One part of a STEP-question from 1991 is
Prove that
$$1 + m \cos 2\theta + \binom {m} {2}\cos 4\theta + \cdots + \binom {m}{r}\cos 2r\theta + \cdots + \cos 2m\theta ~=~ 2^m \cos^m \theta ~\cos m\theta$$
I have tried a few things, proof by induction being one of the first. I tried adding
$$\sum_{i=0}^{m} \binom{m}{i} \cos 2(i+1)\theta $$
On both sides as an inductive step, making use of $\binom{n}{m} + \binom{n}{m+1} = \binom{n+1}{m+1}$, yielding (after some hopefully correct rearrangement)

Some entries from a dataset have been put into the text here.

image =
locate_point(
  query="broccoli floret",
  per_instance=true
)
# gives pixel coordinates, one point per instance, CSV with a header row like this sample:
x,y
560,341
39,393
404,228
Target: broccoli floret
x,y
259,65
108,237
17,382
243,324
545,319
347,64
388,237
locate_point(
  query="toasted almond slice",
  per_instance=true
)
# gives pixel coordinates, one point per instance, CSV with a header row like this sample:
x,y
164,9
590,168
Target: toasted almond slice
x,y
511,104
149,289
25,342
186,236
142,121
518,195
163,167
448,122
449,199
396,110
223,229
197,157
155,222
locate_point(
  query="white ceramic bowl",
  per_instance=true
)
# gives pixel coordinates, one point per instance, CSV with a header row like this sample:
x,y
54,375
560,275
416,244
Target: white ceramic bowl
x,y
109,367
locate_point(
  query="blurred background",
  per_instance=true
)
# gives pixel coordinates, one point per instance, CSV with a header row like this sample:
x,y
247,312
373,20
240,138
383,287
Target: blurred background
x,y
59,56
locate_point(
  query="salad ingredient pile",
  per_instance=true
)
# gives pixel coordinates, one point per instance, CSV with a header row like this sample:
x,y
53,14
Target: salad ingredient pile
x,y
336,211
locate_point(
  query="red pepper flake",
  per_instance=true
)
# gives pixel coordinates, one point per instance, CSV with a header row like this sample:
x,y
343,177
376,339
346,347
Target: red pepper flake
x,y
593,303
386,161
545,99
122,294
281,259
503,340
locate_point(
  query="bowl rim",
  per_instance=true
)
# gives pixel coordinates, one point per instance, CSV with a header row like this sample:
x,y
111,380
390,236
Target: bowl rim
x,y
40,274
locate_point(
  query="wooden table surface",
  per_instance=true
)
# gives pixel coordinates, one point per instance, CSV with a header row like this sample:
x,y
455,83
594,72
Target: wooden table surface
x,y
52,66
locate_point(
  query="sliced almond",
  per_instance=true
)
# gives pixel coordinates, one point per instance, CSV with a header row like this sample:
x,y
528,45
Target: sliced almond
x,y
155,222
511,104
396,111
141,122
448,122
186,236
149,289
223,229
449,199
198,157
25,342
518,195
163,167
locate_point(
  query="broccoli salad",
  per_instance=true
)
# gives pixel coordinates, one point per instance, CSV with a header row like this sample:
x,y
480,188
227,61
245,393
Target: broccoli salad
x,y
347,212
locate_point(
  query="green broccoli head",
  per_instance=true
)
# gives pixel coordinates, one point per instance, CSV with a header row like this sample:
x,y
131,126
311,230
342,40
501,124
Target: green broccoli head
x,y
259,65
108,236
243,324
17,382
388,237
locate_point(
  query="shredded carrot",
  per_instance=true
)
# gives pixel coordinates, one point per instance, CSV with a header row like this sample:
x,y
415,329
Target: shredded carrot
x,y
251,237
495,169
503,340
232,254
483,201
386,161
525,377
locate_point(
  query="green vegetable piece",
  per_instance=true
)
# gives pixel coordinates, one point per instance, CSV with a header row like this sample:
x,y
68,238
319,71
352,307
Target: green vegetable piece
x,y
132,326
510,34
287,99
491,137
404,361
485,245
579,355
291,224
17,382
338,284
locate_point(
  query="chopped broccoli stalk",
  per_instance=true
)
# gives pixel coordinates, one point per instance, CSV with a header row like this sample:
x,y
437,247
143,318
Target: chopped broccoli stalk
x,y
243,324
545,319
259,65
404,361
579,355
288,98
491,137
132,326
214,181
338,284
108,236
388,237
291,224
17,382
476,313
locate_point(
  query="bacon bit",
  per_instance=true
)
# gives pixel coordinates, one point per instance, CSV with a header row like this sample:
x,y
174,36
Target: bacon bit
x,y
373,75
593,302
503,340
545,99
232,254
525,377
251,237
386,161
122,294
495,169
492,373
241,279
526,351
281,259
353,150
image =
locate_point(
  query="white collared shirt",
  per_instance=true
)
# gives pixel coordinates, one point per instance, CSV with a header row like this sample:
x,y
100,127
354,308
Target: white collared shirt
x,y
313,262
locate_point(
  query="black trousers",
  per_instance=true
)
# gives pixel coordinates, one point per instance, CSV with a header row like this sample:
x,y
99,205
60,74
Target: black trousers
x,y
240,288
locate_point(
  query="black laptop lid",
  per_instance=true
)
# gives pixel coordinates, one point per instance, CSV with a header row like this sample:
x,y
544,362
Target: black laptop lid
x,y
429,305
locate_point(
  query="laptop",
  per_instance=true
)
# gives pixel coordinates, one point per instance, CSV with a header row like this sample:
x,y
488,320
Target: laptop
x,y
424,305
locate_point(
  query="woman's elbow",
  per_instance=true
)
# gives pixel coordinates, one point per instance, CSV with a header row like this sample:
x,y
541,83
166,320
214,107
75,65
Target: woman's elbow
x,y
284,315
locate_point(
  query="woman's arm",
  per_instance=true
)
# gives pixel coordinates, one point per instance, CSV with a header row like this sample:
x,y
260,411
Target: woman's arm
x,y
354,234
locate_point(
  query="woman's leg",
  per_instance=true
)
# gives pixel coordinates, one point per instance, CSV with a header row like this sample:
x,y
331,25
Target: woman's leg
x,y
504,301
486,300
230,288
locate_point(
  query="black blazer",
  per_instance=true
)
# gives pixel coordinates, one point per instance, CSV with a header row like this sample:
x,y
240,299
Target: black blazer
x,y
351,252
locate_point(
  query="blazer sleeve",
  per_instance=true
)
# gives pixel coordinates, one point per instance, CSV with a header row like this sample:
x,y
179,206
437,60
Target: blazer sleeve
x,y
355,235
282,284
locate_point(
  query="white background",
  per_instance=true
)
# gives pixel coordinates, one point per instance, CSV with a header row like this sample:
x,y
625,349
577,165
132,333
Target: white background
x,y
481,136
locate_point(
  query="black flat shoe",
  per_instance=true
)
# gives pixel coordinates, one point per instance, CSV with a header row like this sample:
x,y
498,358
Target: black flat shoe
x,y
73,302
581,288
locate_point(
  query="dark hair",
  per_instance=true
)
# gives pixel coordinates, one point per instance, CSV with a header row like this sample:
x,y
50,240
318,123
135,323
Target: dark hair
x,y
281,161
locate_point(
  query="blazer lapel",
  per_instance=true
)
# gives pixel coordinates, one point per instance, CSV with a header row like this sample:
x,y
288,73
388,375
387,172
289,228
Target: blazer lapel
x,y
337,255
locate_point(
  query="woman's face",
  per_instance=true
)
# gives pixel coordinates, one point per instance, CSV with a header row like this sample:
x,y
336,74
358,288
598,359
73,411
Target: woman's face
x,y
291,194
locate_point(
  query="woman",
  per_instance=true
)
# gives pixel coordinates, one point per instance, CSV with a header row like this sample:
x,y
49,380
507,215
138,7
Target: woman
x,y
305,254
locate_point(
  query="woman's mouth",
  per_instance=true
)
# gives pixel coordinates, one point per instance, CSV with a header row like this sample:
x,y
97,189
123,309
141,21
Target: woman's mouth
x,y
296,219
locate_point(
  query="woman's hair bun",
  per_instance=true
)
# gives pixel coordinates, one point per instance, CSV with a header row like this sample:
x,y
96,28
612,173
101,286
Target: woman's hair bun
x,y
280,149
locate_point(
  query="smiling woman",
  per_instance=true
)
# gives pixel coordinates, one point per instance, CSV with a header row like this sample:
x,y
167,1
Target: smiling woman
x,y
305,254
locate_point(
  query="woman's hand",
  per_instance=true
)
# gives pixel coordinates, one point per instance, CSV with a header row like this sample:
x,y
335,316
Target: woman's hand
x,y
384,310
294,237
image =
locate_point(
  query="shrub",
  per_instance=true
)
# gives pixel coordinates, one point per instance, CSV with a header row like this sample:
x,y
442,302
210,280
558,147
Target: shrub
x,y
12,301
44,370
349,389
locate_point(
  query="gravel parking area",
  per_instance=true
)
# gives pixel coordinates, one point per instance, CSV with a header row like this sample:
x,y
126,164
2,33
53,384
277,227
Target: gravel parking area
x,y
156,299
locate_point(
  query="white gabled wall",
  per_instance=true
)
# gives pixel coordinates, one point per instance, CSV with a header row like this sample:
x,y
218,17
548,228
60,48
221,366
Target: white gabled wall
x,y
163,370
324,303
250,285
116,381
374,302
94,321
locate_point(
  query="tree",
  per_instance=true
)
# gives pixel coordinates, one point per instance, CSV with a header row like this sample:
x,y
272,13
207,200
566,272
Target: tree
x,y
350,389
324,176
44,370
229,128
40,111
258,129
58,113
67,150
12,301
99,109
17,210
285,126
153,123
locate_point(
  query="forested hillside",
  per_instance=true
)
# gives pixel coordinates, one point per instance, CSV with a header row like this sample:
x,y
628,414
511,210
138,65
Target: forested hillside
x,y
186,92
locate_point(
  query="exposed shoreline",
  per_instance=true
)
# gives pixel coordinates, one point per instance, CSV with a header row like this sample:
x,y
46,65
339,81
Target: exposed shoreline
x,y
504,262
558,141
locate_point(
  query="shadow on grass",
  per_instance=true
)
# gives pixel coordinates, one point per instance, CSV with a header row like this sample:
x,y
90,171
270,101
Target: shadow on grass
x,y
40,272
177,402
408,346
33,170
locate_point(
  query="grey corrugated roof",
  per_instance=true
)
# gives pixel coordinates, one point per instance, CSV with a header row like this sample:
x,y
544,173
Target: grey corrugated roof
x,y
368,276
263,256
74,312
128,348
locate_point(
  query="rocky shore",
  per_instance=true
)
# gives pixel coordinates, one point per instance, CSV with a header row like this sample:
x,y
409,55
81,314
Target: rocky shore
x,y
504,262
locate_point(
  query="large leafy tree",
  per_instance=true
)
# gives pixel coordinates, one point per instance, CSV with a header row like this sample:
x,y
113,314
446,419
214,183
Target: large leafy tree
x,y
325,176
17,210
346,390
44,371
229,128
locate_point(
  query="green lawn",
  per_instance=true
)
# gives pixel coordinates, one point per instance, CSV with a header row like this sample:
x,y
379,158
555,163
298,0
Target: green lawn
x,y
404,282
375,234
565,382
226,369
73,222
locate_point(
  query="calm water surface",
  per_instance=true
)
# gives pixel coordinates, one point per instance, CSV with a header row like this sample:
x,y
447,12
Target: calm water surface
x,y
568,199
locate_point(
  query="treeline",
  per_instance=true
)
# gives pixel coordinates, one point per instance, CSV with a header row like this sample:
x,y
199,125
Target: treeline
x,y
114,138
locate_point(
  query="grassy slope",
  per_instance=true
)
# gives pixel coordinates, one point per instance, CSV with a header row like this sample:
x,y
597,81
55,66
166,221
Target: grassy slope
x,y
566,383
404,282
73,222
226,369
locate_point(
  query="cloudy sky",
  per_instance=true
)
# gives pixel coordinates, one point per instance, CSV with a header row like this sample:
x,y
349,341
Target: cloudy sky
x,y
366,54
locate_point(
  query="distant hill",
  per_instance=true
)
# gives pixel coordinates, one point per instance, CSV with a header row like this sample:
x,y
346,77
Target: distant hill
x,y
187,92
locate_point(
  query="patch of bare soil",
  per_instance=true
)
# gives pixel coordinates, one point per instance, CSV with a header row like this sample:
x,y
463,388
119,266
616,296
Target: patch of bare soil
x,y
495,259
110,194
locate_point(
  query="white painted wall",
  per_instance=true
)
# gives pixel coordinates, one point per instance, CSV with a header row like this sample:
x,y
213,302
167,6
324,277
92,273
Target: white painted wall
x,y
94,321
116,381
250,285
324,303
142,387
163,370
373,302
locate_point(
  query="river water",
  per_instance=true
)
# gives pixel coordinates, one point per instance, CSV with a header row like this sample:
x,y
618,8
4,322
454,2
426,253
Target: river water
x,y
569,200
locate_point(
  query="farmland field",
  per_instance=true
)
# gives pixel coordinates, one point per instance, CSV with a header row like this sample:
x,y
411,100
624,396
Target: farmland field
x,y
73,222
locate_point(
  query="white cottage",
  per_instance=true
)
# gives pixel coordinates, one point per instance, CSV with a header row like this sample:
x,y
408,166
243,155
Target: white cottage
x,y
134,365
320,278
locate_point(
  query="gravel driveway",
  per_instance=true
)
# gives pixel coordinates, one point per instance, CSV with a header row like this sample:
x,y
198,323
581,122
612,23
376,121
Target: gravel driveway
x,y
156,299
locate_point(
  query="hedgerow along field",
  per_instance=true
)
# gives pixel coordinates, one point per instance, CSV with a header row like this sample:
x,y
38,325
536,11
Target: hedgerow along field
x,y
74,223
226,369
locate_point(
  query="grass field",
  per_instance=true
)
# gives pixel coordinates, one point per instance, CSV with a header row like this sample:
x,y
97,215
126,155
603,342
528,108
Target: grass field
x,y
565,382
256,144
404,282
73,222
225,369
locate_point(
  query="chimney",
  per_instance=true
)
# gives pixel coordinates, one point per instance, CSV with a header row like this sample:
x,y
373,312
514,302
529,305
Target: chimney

$$\sum_{i=0}^{m+1} \binom{m+1}{i} \cos 2i\theta = 2^m \cos^m \theta \cos m\theta + \cos 2\theta \sum_{i=0}^m \binom{m}{i} \cos 2i\theta - \sin 2\theta \sum_{i=0}^m \binom{m}{i} \sin 2i\theta $$
However, it doesn't seem as if this leads to anything. One could go about it in another way, namely fiddle with the equation to make the right-hand side of the equation $2^{m+1} \cos^{m+1} \theta \cos (m+1)\theta$, though I can't quite see how that would be done.
$$\sum_{k=0}^m\binom{m}{k}\cos(2k\theta)=Re\sum_{k=0}^m\binom{m}{k}e^{2ik\theta}=Re(1+e^{2i\theta})^m=Re\left( 2^m\left(\frac{e^{i\theta}+e^{-i\theta}}{2}\right)^me^{im\theta}\right)=2^m\cos^m\theta\cos m\theta$$